Section 11202, subdivision (b) provides in pertinent part: "If a bank and its customer have agreed that the authenticity of payment orders issued to the bank in the name of the customer as sender will be verified pursuant to a security procedure, a payment order received by the receiving bank is effective as the order of the customer, whether or not authorized, if (i) the security procedure is a commercially reasonable method of providing security against unauthorized payment orders, and (ii) the bank proves that it accepted the payment order in good faith and in compliance with the security procedure and any written agreement or instruction of the customer restricting acceptance of payment orders issued in the name of the customer. . . ." Section 11203 provides: "(a) If an accepted payment order is not, under subdivision (a) of Section 11202, an authorized order of a customer identified as sender, but is effective as an order of the customer pursuant to subdivision (b) of 11202, the following rules apply: [¶] (1) By express written agreement, the receiving bank may limit the extent to which it is entitled to enforce or retain payment of the payment order. [¶] (2) The receiving bank is not entitled to enforce or retain payment of the payment order if the customer proves that the order was not caused, directly or indirectly, by a person (i) entrusted at any time with duties to act for the customer with respect to payment orders or the security procedure, or (ii) who obtained access to transmitting facilities of the customer or who obtained, from a source controlled by the customer and without authority of the receiving bank, information facilitating breach of the security procedure, regardless of how the information was obtained or whether the customer was at fault. Information includes any access device, computer software, or the like." (§ 11202, subd. (a).)

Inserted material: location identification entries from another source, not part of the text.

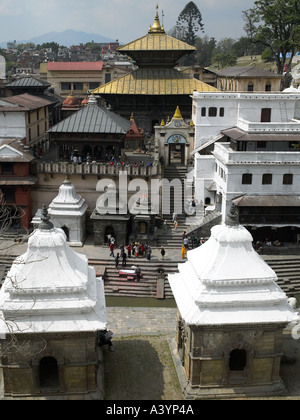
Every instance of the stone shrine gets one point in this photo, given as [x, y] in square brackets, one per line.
[68, 211]
[231, 315]
[51, 307]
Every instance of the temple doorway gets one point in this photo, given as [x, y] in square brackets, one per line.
[108, 234]
[237, 360]
[176, 154]
[48, 370]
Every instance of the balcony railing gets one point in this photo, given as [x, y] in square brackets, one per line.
[99, 169]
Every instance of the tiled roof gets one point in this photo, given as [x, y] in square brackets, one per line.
[164, 81]
[75, 66]
[93, 119]
[26, 101]
[28, 81]
[247, 71]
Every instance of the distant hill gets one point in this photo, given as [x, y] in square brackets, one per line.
[67, 38]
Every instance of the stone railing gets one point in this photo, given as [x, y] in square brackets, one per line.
[99, 169]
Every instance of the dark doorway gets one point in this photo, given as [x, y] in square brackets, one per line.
[67, 232]
[109, 233]
[49, 373]
[237, 360]
[265, 115]
[176, 154]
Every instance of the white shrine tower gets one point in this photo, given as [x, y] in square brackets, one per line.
[231, 315]
[51, 307]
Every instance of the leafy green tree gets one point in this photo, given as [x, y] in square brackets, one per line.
[205, 48]
[189, 23]
[276, 25]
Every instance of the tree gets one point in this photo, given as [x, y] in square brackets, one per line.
[276, 25]
[189, 23]
[205, 47]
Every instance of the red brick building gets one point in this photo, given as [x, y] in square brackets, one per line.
[16, 181]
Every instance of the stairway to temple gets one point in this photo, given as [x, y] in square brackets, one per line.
[172, 238]
[286, 267]
[146, 287]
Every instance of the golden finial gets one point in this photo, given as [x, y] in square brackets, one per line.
[156, 27]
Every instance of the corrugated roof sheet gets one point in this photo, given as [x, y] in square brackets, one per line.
[237, 134]
[75, 66]
[247, 71]
[21, 155]
[164, 81]
[267, 201]
[28, 81]
[26, 101]
[93, 119]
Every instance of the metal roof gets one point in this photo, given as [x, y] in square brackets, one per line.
[93, 119]
[267, 201]
[28, 81]
[75, 66]
[147, 81]
[247, 71]
[237, 134]
[28, 102]
[17, 151]
[156, 42]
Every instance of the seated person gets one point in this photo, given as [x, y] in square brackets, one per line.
[104, 337]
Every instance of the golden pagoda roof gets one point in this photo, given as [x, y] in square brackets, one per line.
[147, 81]
[156, 41]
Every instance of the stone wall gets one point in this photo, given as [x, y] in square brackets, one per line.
[79, 365]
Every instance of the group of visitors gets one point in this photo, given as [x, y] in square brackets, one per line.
[186, 241]
[258, 245]
[132, 250]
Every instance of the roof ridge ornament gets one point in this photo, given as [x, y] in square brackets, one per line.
[233, 216]
[45, 220]
[156, 27]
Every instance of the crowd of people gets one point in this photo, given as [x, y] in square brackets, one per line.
[258, 245]
[132, 250]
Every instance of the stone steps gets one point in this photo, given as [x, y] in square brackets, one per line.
[146, 287]
[286, 268]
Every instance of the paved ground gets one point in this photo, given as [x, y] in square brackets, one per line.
[143, 333]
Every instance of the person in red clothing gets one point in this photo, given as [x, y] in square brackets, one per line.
[112, 247]
[129, 250]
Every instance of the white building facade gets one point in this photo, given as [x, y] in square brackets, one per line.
[247, 151]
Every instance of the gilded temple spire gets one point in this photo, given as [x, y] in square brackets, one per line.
[156, 27]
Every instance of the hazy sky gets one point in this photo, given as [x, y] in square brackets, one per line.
[124, 20]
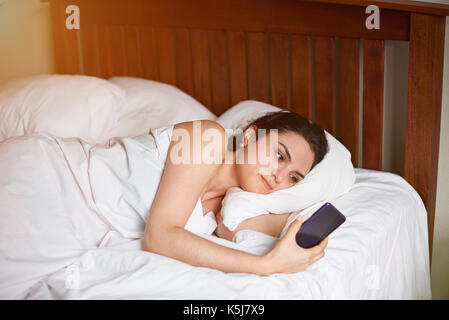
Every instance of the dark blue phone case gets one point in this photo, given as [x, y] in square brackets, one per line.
[325, 220]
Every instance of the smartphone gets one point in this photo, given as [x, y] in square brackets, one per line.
[324, 221]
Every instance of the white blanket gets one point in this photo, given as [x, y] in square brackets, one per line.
[54, 243]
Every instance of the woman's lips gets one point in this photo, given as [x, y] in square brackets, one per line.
[267, 185]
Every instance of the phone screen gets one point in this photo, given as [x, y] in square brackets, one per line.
[325, 220]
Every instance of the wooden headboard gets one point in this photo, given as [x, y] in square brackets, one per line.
[314, 57]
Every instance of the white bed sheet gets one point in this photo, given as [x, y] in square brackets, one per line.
[380, 252]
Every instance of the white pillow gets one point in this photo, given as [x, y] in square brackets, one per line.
[62, 105]
[329, 179]
[153, 104]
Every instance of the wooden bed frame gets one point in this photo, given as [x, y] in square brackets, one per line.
[314, 57]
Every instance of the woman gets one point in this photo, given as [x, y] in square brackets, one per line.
[300, 146]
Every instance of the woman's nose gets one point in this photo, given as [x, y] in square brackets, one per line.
[281, 176]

Section 11204, subdivision (a) provides in pertinent part: "If a receiving bank accepts a payment order issued in the name of its customer as sender which is (i) not authorized and not effective as the order of the customer under Section 11202, or (ii) not enforceable, in whole or in part, against the customer under Section 11203, the bank shall refund any payment of the payment order received from the customer to the extent the bank is not entitled to enforce payment and shall pay interest on the refundable amount calculated from the date the bank received payment to the date of the refund." The facts alleged by Zengen, and not disputed on summary judgment, establish that the Payment Orders were unauthorized; they do not speak, however, to whether the orders were unverified and therefore not effective as the orders of Zengen pursuant to § 11202, subdivision (b), or to whether the Bank was not entitled to retain payment pursuant to § 11203.
a. Zengen's negligence, breach of contract and common count causes of action
Zengen brought causes of action against the Bank for negligence, breach of contract, return of deposit, and money had and received.[6] The Bank argued that these claims were preempted by the UCC, and the trial court so ruled. We agree.
As can be seen from the foregoing, sections 11201 through 11204 provide a detailed scheme for analyzing the rights, duties and liabilities of banks and their customers in connection with the authorization and verification of payment orders. Analysis of a funds transfer under these sections results in a determination of whether or not the funds transfer was "authorized," and provides a very specific scheme for allocation of loss. As one court has noted, "[t]his allocation of loss is so integral to the structure of Article 4A that it may not be varied by contract." (Regatos v. North Fork Bank (2003) 257 F.Supp.2d 632, 643.)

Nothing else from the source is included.